Very curious about how they're pulling this off
I’ve always had a Pocket Travel Router (along with a thin but long enough RJ45 cable) with me while traveling, starting with the D-Link AC750 Travel Router. It does away with Wi-Fi Change, and all of your devices just continue to work, no worry about syncing, file-transfers, etc. A travel router becomes even more convenient when traveling with the family.
Unifi shipping without eSIM support is a big mistake imo.
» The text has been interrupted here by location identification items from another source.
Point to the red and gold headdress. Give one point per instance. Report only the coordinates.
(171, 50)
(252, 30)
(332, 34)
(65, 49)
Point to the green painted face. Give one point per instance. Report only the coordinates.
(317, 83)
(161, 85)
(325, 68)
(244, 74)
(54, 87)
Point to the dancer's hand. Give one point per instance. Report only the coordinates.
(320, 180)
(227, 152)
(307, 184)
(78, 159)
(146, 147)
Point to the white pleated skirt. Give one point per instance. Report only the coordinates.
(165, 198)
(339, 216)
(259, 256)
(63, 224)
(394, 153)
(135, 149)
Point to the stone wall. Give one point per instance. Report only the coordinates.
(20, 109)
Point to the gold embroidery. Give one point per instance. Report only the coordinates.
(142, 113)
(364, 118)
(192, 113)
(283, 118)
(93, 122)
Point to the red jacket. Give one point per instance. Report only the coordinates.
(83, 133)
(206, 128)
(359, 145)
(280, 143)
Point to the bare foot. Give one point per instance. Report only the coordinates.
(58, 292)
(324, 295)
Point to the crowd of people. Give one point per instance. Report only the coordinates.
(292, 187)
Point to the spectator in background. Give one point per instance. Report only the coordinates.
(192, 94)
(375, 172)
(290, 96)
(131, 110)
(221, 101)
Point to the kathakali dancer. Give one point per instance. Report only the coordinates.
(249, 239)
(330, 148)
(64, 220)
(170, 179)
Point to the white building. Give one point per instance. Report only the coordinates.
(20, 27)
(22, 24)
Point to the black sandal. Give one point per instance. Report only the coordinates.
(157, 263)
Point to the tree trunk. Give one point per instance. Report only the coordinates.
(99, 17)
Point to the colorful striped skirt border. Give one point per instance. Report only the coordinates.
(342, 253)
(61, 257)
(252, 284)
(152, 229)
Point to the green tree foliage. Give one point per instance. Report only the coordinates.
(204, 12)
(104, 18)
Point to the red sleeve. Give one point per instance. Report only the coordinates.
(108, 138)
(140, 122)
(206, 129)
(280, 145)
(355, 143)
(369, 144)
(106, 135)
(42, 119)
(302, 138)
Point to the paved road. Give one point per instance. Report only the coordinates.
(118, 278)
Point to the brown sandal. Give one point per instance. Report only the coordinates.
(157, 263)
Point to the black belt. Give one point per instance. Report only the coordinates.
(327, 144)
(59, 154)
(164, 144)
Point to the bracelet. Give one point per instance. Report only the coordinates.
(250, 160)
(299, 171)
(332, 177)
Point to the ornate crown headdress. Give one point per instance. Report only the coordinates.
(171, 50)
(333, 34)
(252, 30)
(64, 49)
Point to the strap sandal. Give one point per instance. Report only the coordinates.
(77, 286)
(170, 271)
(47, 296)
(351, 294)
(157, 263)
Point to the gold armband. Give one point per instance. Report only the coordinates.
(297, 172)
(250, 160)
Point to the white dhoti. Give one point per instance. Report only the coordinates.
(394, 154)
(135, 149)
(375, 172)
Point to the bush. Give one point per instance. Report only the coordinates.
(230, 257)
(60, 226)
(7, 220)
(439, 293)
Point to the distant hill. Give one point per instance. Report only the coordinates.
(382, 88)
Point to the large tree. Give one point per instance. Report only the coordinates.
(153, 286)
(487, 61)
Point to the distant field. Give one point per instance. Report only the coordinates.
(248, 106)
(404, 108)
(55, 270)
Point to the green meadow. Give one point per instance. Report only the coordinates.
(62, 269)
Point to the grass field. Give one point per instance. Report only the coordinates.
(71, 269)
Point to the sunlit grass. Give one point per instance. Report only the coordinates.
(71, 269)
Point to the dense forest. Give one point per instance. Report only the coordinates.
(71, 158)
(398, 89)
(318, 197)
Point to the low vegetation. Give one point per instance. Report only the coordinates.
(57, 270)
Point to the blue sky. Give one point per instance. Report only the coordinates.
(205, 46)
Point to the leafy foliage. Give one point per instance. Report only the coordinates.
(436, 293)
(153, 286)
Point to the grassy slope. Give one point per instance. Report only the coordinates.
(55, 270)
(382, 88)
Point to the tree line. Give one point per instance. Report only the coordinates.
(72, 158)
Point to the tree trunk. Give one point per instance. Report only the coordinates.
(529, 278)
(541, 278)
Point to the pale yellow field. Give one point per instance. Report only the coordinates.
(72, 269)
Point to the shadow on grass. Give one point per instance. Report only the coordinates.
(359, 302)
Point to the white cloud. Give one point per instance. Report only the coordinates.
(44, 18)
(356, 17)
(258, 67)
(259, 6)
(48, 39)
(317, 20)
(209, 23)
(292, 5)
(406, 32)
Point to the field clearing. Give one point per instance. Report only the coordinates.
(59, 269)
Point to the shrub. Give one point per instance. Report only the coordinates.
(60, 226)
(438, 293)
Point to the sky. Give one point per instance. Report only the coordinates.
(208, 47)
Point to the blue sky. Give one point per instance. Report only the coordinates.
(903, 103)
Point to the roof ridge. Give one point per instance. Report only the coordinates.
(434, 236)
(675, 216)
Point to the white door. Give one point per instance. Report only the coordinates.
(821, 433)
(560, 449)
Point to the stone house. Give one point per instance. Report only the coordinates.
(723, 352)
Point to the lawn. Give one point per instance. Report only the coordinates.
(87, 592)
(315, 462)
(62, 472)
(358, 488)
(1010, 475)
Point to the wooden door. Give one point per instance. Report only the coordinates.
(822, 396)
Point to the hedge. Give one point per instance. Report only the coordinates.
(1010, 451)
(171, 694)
I don’t want to have a 5g router(which are insanely expensive) or a second smartphone with 5G.
WAN connectivity via USB tethering and ethernet, not just wifi?
The blog has almost no details, but the product page is also pretty light on technical details.
The competition (I use GL-MT3000) is pretty strong.
I guess it's nice if you are in Ubiquiti ecosystem already and want as little friction as possible. Otherwise it's probably similar to any travel router.
But a travel router can be nice to have.
I bring some tech with me when I travel.
Obviously a phone, but also a decent-sounding smart speaker with long battery life so I can hear some music of my choosing in decent fidelity without using Bluetooth [bonus: battery-backed alarm clock!], a laptop for computing, a streaming box for plugging into the TV, maybe some manner of SBC to futz with if I'm bored and can't sleep during downtime.
All of this stuff really wants to have a [wifi] connection to a local area network, like it has when I'm at home.
A travel router (this one, or something from any other vendor mentioned in these threads, or just about anything that can run openwrt well) solves that problem.
All I have to do is get the router connected to the Internet however I do that (maybe there's ethernet, decent wifi, or maybe my phone hotspot or USB tethering is the order of the day), and then everything else Just Works as soon as it is unpacked and switched on.
And it all works togetherly, on my own wireless LAN -- just as those things also work at home.
Bonus nachos: With some manner of VPN like Tailscale configured in the router, or the automagic stuff this UBNT device is claimed to be able to do, a person can bring their home LAN with them, too -- without individual devices being configured to do that.
I think travel routers are pretty great, myself.
(But using Ubiquiti gear makes me feel filthy for reasons that I can't properly articulate, so I stick with things like Latvian-built Mikrotik hardware or something running OpenWRT for my own travel router uses.)
It has limits, like the amazon hardware keypress thingy with north korea showed recently, but unless your working at superbigtech or defense contractor it would probably work.
Im their target audience for sure but I’m not sure I need all of the same features my home network has. Really my travel router is just used to share a paid connection and run AdGuard network wide.
I have wireguard running on my home router. Why do I need a piece of hardware when my laptop already can connect to it from anywhere?
With Teltonica/GL.Inet you also can use small external antennas. Getting behind windows is often enough.
Otherwise I don't really see the point to carry a specific hotspot device when my phone has one built in.
[1]: https://store.gl-inet.com/products/puli-ax-xe3000-wi-fi-6-5g...
Ideally mainline Linux support.
Or just go Tailscale
If this device had a 5g sim slot, then I could see the point but it’s not that.